The Solar Energy Industries Association and several solar importers filed a lawsuit Dec. 29 seeking to invalidate a recent presidential proclamation reimposing solar safeguard duties on bifacial panels and upping the safeguard tariffs on all imported solar cells. Joined by Invenergy Renewables, NextEra Energy and EDF Renewables, the SEIA says President Donald Trump failed to follow the requirements of the safeguard laws when he issued the proclamation in October.
A year-end presidential proclamation to amend the tariff schedule was published in the Dec. 29 Federal Register. Issued Dec. 22 (see 2012230064), Presidential Proclamation 10128 lowers duty rates on crystal glassware, cigarette lighters and lighter parts, surface preparations and propellant powders effective Aug. 1, 2020, as part of a deal with the European Union to gain market access for U.S. lobster exports (see 2008210028). The proclamation also re-adds the Democratic Republic of the Congo to African Growth and Opportunity Act eligibility, and confers on the country lesser developed beneficiary status and its attending tariff benefits for apparel. It also extends tariff benefits on agricultural goods under an agreement with Israel, and implements this year’s extension to the Caribbean Basin Trade Partnership Act (see 2010130035).
The new General Approved Exclusions from Section 232 tariffs on steel and aluminum will be deployed in ACE as of 7 a.m. Dec. 29, CBP said in a Dec. 23 CSMS message. The Commerce Department announced the new GAEs in a Dec. 14 notice (see 2012100047). The GAEs exclude 108 entire Harmonized Tariff Schedule classifications from the tariffs on steel and 15 classifications from the aluminum tariffs, CBP said. “GAEs may be used by any importer and have no quantitative limit,” it said. “Exclusions are effective starting December 29, 2020, and no retroactive relief will be granted.”

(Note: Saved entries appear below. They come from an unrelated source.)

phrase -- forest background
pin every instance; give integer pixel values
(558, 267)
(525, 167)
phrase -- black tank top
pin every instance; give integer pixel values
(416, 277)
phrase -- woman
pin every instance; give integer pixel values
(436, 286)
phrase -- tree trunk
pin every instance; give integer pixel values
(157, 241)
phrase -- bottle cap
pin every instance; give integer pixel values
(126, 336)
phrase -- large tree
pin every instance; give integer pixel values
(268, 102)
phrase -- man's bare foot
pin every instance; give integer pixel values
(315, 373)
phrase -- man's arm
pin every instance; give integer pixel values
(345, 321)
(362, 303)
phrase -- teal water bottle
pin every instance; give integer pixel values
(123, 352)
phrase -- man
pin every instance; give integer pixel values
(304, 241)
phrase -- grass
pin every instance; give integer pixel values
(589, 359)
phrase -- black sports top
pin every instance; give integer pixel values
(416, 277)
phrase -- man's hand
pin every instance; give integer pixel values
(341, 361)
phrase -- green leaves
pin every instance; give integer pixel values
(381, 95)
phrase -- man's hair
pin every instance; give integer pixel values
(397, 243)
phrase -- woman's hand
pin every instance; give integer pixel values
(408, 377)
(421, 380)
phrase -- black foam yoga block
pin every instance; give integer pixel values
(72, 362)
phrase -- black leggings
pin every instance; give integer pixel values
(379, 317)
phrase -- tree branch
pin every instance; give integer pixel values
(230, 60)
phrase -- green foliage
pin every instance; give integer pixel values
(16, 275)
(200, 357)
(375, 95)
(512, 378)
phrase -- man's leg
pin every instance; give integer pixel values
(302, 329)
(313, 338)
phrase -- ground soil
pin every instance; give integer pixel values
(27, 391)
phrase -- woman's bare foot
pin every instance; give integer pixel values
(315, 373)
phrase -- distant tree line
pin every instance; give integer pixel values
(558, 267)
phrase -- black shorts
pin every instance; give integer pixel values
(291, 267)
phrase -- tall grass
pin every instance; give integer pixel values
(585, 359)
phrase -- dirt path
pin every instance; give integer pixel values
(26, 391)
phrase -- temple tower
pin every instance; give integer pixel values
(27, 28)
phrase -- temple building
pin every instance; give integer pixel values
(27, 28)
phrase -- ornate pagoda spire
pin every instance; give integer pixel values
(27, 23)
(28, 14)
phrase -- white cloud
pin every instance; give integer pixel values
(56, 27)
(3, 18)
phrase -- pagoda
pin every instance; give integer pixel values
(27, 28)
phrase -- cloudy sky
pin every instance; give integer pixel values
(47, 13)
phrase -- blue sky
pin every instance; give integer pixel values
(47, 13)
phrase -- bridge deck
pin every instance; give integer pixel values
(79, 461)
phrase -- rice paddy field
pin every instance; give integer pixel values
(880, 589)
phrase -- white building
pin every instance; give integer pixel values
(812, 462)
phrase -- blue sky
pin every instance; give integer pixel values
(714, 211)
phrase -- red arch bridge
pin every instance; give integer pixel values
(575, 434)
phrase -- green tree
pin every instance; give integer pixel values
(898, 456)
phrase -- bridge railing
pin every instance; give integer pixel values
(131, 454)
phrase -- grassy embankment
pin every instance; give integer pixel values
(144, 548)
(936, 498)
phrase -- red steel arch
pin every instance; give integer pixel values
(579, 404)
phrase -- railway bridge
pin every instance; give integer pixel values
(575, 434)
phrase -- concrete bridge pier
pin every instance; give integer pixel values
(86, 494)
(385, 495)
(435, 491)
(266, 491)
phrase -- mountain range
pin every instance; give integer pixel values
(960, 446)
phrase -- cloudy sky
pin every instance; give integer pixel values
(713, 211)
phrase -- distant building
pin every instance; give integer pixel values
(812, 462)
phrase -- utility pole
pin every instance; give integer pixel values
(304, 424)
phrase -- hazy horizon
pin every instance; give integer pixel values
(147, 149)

The 22-person witness list for the Dec. 29 virtual Section 301 investigative hearing into allegations that Vietnam deliberately undervalued its currency to thwart U.S. economic growth is stacked heavily with people on record as opposing remedial tariffs on Vietnamese imports. Prehearing submissions in docket USTR-2020-0037 foretell some will also testify that the Office of the U.S. Trade Representative is singling out the wrong country for Section 301 currency manipulation review and is doing so for ulterior motives.
The U.S. Court of International Trade granted a Department of Justice motion requesting leave to file an updated “schedule of cases” related to the first-filed HMTX Industries-Jasco Products Section 301 complaint, according to Chief Judge Timothy Stanceu's Dec. 22 order in docket 1:20-cv-00177. The motion “concerns overall case management of an unusually large volume of cases, none of which have yet been assigned to an individual Judge,” DOJ said. Roughly 3,700 cases have inundated the court, all seeking to vacate the lists 3 and 4A tariff rulemakings on Chinese imports and refunding the duties. The plaintiffs that responded to DOJ’s Sept. 23 motion (see 2009240026) for case management procedures have “generally agreed” that the cases other than the first-filed HMTX-Jasco action “should be stayed while a test-case procedure is implemented,” DOJ said. A schedule of pending cases attached to the motion was updated Dec. 22 and now spans 194 pages, and includes actions filed through Dec. 21.